The unimaginable scene screams for answers: twenty children and six adults lying murdered in an elementary school.
The National Rifle Association demands one solution: Place an armed guard at every American school. Cost: $6.7 billion.
A strong liberal movement demands another solution: Outlaw assault weapons. Cost: A dramatic expansion in government power.
We’ve seen it all too often: A massacre takes place; politicians project indignation; they enact new laws—and little really changes. Last year 32,000 Americans died in front of the barrel of a gun. A little more than half were suicides. Tens of thousands more were shot, but lived.
Many Americans shout for more guns. Many Americans shout for fewer. And a lot of us are looking at this and realizing that the problem is so, so much deeper.
There is a real, practical solution to gun violence—to all violence—but we continue to ignore it while we bicker over this weapons-ban debate.
If America really wants to keep our children—all of them—safe from harm, we need a totally different debate. If we are honest with ourselves, we should realize that the cause of violence goes far deeper than whether people should be able to own guns, or what types of guns those should be.
The real debate shouldn’t be how many bullets we put into a clip—but what we put into our minds. Has anybody noticed our violent entertainment culture? How is there even a market for horror movies? Texas Chainsaw Massacre 3d debuted at number one at the box office in January! It displaced Django Unchained and The Hobbit—two other incredibly violent movies. Why do millions of us want to experience the horror of a person being savaged by a chainsaw in 3d Technicolor and thx sound? Can we have that conversation? Can we talk about the popularity of blood-and-gore-filled video games that millions of children and teenagers play? A youth, or an adult, cannot immerse his mind in this nightmarish filth without being affected. Where is the public outcry and political rage over our violent entertainment industry? Where is that debate?
And why are we ignoring the mental health/psychosis drug debate? So many killers are on prescription drugs. Sandy Hook butcher Adam Lanza was receiving treatment and taking medication for mental health problems. The Aurora, Colorado, killer was seeing a psychiatrist and took Vicodin before he went on his killing spree. Columbine mass-murderer Eric Harris was taking anti-depressant Luvox. The Virginia Tech murderer’s personal possessions included prescription medication for the treatment of psychological problems.
More than one in 10 Americans take anti-depressants. Almost 4 percent of adolescents take these medications.
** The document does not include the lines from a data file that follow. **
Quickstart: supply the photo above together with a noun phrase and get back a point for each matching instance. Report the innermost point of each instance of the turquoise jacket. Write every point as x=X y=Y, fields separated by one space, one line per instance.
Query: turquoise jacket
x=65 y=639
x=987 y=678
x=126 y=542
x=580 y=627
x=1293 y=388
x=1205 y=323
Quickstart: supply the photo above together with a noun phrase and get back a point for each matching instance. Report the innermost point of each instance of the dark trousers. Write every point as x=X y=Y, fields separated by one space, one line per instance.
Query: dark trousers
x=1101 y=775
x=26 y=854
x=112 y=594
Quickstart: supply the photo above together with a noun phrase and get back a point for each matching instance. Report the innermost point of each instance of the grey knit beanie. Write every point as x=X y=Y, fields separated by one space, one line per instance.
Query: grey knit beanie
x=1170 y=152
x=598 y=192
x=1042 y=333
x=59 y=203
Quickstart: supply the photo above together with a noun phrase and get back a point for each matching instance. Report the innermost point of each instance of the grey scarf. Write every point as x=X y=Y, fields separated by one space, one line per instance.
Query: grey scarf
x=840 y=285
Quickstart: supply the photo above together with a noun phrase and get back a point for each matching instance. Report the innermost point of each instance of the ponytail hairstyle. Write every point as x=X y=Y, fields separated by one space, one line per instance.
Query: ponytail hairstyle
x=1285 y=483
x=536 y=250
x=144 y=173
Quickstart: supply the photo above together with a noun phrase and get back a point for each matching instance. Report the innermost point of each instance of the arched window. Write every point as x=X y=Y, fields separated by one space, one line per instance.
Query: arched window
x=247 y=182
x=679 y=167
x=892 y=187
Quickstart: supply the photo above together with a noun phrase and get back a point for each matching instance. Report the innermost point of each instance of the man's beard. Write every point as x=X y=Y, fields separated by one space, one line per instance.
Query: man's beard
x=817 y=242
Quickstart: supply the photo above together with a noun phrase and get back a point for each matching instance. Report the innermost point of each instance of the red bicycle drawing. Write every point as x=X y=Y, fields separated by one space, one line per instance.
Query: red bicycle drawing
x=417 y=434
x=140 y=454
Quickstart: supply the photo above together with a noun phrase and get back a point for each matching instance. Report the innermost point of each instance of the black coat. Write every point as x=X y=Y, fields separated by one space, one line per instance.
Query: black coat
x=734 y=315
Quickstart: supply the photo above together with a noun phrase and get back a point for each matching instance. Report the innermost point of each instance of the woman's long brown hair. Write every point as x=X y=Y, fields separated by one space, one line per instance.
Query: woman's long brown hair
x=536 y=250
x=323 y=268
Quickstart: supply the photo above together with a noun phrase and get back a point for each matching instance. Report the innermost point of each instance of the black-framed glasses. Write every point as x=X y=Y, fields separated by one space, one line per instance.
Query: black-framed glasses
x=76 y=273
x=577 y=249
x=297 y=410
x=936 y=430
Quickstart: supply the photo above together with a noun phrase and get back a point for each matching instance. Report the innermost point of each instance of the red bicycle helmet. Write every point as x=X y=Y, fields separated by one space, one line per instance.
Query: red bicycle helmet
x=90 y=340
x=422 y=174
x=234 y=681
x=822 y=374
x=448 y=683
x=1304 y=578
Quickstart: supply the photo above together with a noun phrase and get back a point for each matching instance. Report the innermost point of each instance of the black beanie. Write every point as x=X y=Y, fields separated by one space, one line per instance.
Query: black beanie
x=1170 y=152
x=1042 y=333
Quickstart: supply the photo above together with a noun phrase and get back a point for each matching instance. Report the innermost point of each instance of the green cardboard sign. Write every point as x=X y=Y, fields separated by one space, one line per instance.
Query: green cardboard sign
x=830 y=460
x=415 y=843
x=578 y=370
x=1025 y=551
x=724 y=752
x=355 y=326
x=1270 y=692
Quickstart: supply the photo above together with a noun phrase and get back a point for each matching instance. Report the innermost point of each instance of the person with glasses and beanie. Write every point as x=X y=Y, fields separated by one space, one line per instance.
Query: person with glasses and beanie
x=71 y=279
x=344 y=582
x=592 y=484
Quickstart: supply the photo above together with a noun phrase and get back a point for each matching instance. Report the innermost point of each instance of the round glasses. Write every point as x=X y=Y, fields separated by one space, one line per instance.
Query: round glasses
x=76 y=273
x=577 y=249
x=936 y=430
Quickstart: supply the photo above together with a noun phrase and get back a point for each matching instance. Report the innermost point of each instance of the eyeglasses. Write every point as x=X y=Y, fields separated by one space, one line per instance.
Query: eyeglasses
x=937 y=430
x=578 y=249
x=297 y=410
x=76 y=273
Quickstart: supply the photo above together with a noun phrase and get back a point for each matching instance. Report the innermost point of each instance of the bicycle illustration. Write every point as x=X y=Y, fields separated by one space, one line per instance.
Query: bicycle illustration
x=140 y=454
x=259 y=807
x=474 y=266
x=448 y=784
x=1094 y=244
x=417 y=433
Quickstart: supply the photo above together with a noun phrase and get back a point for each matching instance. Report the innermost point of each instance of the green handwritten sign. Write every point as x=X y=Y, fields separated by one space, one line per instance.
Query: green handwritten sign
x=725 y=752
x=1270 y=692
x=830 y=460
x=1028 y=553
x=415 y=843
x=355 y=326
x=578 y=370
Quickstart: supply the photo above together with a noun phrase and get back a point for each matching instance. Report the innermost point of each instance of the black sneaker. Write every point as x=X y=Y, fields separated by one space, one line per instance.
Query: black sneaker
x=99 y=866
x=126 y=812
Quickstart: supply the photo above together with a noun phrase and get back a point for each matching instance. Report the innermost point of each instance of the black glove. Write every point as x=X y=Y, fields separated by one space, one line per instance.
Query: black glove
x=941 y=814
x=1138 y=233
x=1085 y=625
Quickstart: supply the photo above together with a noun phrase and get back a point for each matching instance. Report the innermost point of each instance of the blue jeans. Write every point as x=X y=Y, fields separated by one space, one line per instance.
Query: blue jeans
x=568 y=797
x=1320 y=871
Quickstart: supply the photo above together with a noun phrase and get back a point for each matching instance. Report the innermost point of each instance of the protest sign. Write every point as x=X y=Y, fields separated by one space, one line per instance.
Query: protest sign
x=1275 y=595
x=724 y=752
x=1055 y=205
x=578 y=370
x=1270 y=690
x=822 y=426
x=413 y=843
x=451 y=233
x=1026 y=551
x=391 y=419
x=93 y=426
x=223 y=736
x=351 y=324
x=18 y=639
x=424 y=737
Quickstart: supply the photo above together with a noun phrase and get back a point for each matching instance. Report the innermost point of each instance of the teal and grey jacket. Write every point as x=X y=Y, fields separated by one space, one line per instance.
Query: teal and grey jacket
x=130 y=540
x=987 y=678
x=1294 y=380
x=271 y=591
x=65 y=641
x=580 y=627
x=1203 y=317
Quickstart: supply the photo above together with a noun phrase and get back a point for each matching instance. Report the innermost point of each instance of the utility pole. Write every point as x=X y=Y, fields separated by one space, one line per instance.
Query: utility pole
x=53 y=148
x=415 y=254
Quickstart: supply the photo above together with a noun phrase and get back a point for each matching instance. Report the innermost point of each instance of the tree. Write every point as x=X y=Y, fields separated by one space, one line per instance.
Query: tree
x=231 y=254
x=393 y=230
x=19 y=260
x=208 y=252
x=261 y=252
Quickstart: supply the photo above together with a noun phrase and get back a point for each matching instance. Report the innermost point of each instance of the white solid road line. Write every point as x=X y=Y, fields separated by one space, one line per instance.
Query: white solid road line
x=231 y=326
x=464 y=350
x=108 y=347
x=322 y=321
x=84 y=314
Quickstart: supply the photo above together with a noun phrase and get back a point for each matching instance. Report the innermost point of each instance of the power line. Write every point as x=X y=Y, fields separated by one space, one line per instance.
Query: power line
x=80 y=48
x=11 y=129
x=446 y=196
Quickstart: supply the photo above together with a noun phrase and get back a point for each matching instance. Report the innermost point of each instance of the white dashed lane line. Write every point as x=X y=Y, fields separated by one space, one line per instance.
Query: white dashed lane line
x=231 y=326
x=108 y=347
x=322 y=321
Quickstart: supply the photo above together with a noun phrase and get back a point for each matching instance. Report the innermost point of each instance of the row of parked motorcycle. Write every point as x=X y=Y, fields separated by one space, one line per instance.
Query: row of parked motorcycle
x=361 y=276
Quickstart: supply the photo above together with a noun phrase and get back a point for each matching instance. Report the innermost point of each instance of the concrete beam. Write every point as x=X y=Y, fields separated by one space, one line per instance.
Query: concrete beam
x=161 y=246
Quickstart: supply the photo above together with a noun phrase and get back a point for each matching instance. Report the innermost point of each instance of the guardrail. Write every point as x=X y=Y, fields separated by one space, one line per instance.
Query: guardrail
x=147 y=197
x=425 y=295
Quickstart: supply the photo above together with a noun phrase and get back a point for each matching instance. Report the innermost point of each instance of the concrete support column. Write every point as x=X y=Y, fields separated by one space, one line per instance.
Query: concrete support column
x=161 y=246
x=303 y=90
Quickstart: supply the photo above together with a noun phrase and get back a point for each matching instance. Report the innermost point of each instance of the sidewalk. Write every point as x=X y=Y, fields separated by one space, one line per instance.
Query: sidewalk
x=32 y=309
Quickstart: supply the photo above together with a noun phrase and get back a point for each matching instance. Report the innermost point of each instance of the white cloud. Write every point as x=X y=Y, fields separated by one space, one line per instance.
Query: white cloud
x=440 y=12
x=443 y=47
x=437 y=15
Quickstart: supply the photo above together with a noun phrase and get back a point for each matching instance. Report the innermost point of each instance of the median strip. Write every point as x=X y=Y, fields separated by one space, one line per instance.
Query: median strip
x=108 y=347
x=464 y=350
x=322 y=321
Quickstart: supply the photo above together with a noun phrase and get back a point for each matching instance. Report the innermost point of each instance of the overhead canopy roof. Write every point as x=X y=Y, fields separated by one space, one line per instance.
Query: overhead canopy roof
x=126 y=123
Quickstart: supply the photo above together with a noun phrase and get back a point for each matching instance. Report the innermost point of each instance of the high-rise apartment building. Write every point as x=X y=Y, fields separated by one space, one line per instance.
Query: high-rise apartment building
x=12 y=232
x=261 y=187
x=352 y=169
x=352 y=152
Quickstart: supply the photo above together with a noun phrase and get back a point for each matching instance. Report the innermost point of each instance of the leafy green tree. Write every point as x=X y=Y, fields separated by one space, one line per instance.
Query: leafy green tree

Abilify and Seroquel, two powerful antipsychotics, are the fifth and sixth best-selling prescription drugs in the United States. These are horribly high and condemning numbers. Numerous mental health experts believe that mood-altering drugs are likely a significant factor in school shootings and other gun violence, yet America’s leaders hardly raise an outcry. Why aren’t we discussing whether this drug-injection style of treatment is a failed system? Why aren’t we asking why so many people need mental treatment in the first place?
The biggest scandal of all this, though, is America’s culture of broken families. According to a 1991 study, more than seven in ten prisoners come from broken families. Many others grew up in dysfunctional homes. Today, 40 percent of all American infants are born to single parents. America’s violent cities contain far higher single parenthood rates. In Detroit, 70 percent of all births are to single parents. More Americans were killed in Detroit last year than in Afghanistan.
Do we truly want to do everything we can to give all children of this country the chance they deserve to live out their lives in happiness and with purpose? Then instead of putting an armed guard in every school, let’s work toward ensuring there’s a strong father in every home. Instead of accepting occasional massacres as the price we pay for the luxury of easy divorces and other “freedoms,” let’s demand selfless fathers and mothers as the price for lasting families and safe schools. Instead of focusing on the aftermaths, let’s confront the causes.
The real issue we need to address isn’t gun control, it is character control. The truth is that we need to fix our depraved culture—and there is only one way to do that. America needs to turn to God in deep repentance, and that repentance requiresactual change!
But don’t expect any politician to tell you that. Instead, America will keep doing what it is doing, and keep getting what it is getting: more political task forces on gun violence, another political gunfight, and sadly, more school shootings.
If we really want to keep our children safe from harm, America needs to take a long look in the mirror. It needs to end its collective fetish of constantly making new laws and regulations, and instead actually start keeping the higher laws that mankind was given from the beginning. If we are really honest with ourselves, if we really care about stopping the next Sandy Hook, we have to admit that this is the only way guaranteed to prevent more school shootings. And it is the only way to bring real, lasting, hope-filled change to America.